As early as 1992, Jack Miles, then an editor/ writer for the L.A. Times, warned in his article, "Blacks vs. Browns," that the Rodney King riots were carried out against Latino and Asian immigrants by poor native blacks who felt outcompeted politically and economically.

The New York Times also noted recently that Hispanic and black Americans have "squabbled over control and jobs at the Martin Luther King Jr. Hospital in Los Angeles, access to public housing in Chicago and political power in South Florida..."

Racial and ethnic conflicts have always been part of the U.S. experience. However, this country is now experiencing the greatest sustained inflow of immigrants in its history, averaging more than 1.2 million per year. Recent newcomers have come from more than 100 countries, and are not assimilating. How fragmented could America become if we added more than 200 million people to the population within the lifetimes of today's teen-agers, a possibility according to the U.S. Census Bureau?

Although the United States absorbed close to 1 million immigrants per year at the turn of the last century, most of them eventually assimilated, thanks in part to a quasi-moratorium on immigration between 1925 and 1965.

Today, acculturation is nearly impossible due to many factors: progress in telecommunications and transportation that can link most immigrants easily and continuously to their home countries; an explosion of foreign-language media that do not help immigrants learn English, activists promoting bilingual education and multiculturalism; and most importantly, an absence of some sort of "time-out" from mass immigration.

Of course, most problems in America are not caused by immigration. However, competition for resources and differences in culture and ethnicity are often the main dividing forces in multiethnic societies, as illustrated by the mass killings in the former Yugoslavia and recent atrocities against ethnic Chinese in Indonesia. If the U.S. has not been able to address existing problems, should we admit well over a million newcomers every year to add more pressure to our infrastructure and social fabric?

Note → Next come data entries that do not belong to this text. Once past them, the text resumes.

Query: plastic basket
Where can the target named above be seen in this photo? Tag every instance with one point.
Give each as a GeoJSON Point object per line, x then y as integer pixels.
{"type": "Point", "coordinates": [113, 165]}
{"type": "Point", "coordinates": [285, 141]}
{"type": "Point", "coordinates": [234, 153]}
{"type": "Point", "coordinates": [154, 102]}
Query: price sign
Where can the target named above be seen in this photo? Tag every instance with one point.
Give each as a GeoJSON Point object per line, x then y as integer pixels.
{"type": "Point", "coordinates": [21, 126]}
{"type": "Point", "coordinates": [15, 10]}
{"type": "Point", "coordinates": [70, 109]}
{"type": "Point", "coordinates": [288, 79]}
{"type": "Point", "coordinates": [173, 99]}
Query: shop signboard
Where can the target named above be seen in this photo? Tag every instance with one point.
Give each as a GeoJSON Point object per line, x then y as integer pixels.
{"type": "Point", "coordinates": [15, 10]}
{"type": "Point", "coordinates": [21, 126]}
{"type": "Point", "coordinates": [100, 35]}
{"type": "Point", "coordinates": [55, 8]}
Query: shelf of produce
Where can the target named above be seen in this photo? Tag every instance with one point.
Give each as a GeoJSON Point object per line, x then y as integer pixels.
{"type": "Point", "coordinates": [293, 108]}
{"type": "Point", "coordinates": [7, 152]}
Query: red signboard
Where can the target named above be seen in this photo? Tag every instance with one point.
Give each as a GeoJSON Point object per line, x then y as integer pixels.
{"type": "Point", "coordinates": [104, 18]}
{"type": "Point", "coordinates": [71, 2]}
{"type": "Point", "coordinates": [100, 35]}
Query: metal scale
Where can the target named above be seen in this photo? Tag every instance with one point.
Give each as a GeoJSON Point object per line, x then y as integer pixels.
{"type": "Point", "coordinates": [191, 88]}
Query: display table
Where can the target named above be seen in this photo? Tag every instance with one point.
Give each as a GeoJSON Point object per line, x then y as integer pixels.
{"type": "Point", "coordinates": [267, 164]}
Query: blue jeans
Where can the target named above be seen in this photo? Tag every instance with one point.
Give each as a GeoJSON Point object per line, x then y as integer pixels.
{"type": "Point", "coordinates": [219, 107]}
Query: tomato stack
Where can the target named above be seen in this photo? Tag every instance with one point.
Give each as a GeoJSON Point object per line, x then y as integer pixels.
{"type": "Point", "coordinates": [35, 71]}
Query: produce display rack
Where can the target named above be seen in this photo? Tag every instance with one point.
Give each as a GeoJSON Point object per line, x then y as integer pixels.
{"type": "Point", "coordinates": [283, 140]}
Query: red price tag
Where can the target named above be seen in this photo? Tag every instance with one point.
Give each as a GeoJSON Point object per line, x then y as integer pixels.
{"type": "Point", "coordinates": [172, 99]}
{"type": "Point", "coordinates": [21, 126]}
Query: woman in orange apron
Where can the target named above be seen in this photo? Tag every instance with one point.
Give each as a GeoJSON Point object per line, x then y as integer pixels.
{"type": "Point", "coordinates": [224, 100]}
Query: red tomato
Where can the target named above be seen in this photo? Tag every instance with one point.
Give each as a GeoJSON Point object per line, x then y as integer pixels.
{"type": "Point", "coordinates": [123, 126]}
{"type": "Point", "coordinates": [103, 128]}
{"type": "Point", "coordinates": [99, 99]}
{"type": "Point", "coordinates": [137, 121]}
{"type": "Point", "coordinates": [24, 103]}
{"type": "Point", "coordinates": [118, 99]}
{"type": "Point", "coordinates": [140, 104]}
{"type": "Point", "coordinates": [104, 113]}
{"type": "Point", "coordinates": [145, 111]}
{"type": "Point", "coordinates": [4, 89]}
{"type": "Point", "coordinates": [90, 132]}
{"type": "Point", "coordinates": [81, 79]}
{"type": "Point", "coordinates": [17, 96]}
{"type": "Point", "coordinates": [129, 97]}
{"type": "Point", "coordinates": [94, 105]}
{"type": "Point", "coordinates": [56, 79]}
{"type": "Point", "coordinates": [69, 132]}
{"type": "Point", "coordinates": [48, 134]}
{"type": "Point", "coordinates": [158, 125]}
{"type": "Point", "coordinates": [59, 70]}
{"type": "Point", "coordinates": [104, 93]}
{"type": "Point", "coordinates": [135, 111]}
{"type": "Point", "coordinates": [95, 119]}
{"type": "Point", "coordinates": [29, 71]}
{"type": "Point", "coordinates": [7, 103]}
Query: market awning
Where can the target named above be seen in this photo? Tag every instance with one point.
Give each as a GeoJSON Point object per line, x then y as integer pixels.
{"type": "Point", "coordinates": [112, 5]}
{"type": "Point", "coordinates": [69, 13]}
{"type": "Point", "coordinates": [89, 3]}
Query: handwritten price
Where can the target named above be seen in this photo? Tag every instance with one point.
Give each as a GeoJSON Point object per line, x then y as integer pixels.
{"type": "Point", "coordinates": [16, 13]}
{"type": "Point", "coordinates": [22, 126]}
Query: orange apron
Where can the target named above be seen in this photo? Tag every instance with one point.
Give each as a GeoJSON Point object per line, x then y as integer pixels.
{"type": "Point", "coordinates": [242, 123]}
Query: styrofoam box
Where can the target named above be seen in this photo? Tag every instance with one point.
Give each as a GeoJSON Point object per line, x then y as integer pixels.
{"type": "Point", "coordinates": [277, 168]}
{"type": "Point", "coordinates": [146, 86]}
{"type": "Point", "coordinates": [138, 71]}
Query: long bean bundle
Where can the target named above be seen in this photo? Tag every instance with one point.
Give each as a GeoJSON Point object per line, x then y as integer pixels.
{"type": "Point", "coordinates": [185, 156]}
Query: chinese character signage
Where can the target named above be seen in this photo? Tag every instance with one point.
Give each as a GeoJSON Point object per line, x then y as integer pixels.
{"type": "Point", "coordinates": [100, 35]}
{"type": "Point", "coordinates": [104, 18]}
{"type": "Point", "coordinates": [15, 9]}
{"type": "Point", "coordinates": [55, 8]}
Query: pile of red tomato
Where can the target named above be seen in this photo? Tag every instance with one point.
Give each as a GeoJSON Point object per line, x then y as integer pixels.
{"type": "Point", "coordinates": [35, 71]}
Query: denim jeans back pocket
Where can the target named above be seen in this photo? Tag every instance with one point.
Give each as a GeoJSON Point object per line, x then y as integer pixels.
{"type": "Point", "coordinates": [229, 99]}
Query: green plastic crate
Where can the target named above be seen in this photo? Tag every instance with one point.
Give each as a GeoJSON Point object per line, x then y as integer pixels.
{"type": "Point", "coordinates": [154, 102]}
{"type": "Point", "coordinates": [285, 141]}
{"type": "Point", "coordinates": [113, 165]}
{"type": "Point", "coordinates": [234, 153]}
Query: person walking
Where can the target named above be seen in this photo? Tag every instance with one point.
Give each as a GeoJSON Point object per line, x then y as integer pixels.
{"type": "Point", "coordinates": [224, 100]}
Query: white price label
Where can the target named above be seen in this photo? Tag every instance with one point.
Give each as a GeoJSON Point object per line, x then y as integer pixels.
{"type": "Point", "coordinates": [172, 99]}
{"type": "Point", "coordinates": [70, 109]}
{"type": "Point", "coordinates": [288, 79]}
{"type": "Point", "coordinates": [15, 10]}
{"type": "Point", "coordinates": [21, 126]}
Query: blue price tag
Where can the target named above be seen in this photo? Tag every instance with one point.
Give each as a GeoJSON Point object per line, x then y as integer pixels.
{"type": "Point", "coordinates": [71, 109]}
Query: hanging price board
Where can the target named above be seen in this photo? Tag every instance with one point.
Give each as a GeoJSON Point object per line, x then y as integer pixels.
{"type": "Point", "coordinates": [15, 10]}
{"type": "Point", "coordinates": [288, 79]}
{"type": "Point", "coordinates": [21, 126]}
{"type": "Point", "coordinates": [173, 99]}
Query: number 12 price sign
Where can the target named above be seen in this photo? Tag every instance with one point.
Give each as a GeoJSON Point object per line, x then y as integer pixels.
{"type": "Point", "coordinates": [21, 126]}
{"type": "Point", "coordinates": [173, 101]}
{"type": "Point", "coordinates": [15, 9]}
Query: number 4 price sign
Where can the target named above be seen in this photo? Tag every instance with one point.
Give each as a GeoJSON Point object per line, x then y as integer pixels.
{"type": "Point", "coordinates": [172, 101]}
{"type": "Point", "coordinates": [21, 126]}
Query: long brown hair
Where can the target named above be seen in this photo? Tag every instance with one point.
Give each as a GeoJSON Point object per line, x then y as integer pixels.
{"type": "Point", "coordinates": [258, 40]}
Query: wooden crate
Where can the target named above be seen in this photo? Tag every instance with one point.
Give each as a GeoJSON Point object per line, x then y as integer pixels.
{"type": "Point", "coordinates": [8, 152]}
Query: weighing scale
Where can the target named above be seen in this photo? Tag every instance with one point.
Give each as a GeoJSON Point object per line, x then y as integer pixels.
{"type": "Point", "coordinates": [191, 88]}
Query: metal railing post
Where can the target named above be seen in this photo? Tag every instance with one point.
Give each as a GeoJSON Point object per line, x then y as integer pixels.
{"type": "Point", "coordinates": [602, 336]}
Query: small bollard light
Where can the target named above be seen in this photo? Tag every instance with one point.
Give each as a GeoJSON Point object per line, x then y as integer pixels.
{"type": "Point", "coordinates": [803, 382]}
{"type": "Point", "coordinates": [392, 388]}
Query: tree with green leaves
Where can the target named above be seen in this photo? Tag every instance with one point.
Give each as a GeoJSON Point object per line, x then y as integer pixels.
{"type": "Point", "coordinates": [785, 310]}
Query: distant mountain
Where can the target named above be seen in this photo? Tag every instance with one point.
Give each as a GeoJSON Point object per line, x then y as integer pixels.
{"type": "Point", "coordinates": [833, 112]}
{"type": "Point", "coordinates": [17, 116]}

Racial and ethnic harmony can still be achieved in the United States if effective measures are taken to prevent present conflicts from escalating. A necessary and urgent step is for Washington to lower annual immigration to no more than the traditional level of approximately 200,000 a year.


Yeh Ling-Ling is the executive director of
Diversity Alliance for a Sustainable America, a national non-profit
organization devoted to population issues.